Upon completing his secondary level of education, he came back to Nepal and got into Intermediate in Science (ISc) faculty in Dharan. It was still not over. There were still a lot more fun to be had. As a college-going student, he made sure that he enjoyed bunking classes like other boys did in his time.
Subba chuckled and added, “After answering the attendance call, we always planned to bunk. Whenever the teacher turned to the blackboard, I used to escape from the window with my friends and we used to sit somewhere for some guitar sessions. My friends used to get themselves busy getting high while I enjoyed the music. We always loved ragging our teacher.”
Going back to those good old days, Subba even does not hesitate uncovering those moments of his life in Dharan when he and his friends indulged in watching X-rated flicks, screened in almost every ally. Obviously, like any other teenagers, he loved flirting with the opposite sex but says he never got into eve teasing.

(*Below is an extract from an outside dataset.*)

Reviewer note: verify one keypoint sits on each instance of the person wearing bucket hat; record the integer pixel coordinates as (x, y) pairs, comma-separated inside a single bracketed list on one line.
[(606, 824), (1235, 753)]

Once such incident that he can never forget all his life was when he was bullied by some six students of Padma Kanya Campus. He was new to Kathmandu and had just started his profession as a journalist.

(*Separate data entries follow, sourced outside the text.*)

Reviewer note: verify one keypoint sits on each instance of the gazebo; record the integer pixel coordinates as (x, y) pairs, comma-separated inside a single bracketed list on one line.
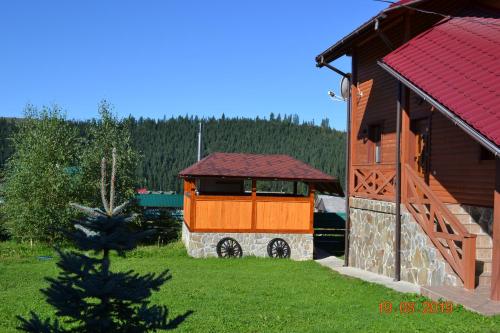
[(226, 216)]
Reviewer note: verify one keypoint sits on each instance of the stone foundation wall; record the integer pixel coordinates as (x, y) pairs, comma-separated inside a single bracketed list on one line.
[(372, 245), (203, 244)]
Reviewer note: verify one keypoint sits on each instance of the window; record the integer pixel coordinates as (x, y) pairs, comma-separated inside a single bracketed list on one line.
[(375, 136)]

“I couldn’t believe it. The girls surrounded me and bullied me. Had I not escaped, they would’ve gone physical,” he gushed.
Today at 42, Nabin Subba is still single. It was not that he did not fall in love, but in his own words, all those relationships that he seriously got into did not work because of the distance. He often fell in love with girls from foreign lands and believes that the “Miss Perfect” for him is still to come.
Having come across four decades of his life, Subba now loves to recollect all his past memories, nostalgias and cherishes them by the day. He wishes to see his school friends someday. He still remembers walking in the romantic rain; he even misses his gangster friends from his school who used to carry holsters in the class itself.
“Nothing lasts forever. At the end of the day, they are just memories that will remain deep within. I love living my life with them everyday,” the film man concludes.